Хотя Zelnik и указывает в своем введении на сложности определения самого понятия “рабочий класс” (с. 1 и след., 11), авторы сборника оставляют без ответа вопрос о том, что же объединяло этот гетерогенный конгломерат диссонирующих элементов. Каким образом стирались в классовом сознании, понимаемом как форма чувства солидарности, такие линии излома, как конфессия, этнос, пол, регион, образование? Создается впечатление, что некоторые авторы все еще не избавились от линейно-прогрессивной, телеологической модели общественного роста крестьянина, проходящего обязательные ступени развития от городских рабочих-мигрантов и кадровых пролетариев к “сознательным” (в марксистском понимании) рабочим-активистам. (Kir'janov, p. 98; Rosenberg, p. 237). А ведь William Sewell еще шесть лет назад создал предпосылки к переходу от схемы “предопределенного” развития классового сознания к его описанию как совокупности социокультурных процессов.
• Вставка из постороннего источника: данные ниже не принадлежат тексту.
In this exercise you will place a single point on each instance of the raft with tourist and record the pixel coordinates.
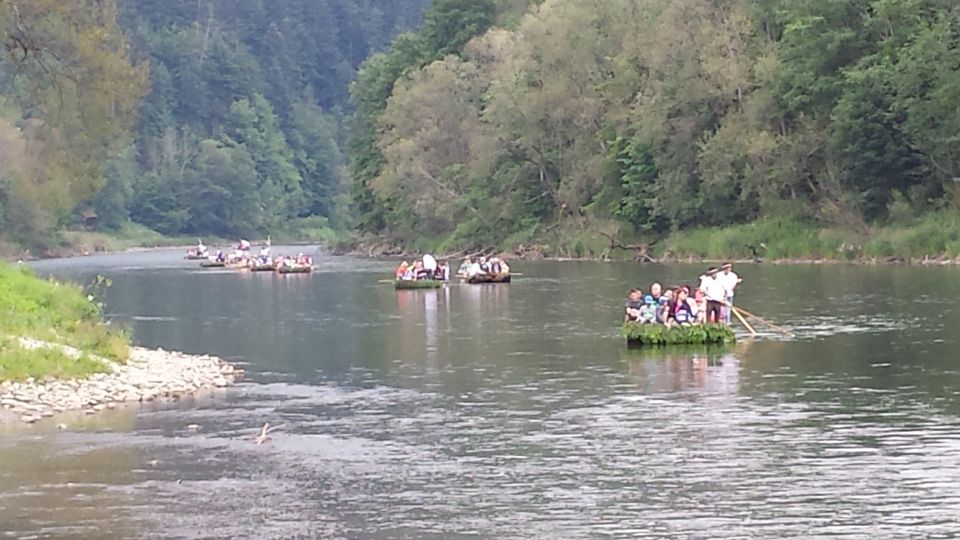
(477, 270)
(684, 314)
(424, 273)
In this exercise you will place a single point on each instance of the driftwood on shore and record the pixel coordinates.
(638, 334)
(407, 284)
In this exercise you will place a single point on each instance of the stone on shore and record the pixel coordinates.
(147, 375)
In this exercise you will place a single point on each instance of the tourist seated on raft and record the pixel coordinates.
(657, 302)
(683, 309)
(637, 310)
(715, 293)
(632, 305)
(476, 268)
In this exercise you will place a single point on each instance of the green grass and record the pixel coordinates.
(660, 335)
(933, 235)
(57, 313)
(418, 284)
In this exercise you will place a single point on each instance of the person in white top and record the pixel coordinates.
(715, 293)
(475, 269)
(730, 280)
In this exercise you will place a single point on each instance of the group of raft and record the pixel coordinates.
(239, 258)
(428, 273)
(683, 314)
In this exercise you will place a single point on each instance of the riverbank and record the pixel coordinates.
(933, 239)
(135, 237)
(147, 375)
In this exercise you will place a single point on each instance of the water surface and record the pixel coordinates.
(510, 411)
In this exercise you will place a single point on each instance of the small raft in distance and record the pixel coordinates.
(658, 335)
(300, 269)
(488, 278)
(257, 267)
(406, 284)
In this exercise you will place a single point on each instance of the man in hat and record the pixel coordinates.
(730, 280)
(715, 293)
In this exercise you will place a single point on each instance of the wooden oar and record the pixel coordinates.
(743, 321)
(766, 322)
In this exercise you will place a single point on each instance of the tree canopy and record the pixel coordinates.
(655, 115)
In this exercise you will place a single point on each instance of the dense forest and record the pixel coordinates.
(463, 123)
(636, 118)
(226, 115)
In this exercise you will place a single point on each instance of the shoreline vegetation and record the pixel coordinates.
(933, 239)
(58, 354)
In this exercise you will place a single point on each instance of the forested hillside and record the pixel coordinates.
(225, 116)
(639, 118)
(239, 133)
(555, 123)
(69, 94)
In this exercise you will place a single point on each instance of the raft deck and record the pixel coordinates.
(488, 278)
(658, 335)
(406, 284)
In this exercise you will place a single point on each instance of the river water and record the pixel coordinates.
(510, 411)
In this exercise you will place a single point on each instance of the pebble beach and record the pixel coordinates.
(149, 374)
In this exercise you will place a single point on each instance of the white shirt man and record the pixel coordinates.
(713, 288)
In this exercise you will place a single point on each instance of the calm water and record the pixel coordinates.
(511, 411)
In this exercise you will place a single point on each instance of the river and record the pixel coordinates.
(510, 411)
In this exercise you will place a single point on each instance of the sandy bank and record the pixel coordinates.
(148, 375)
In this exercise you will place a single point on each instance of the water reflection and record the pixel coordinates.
(680, 369)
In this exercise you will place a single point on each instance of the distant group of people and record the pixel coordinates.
(710, 302)
(301, 260)
(426, 267)
(478, 266)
Таким образом, после прочтения сборника остается двойственное впечатление. С одной стороны, обращают на себя внимание плодотворные подходы, новые наблюдения и выводы. Однако в целом они не отвечают многообещающему новаторскому названию сборника. “Много шума из ничего” – эта шекспировская сентенция наиболее точно резюмирует суть моих критических замечаний.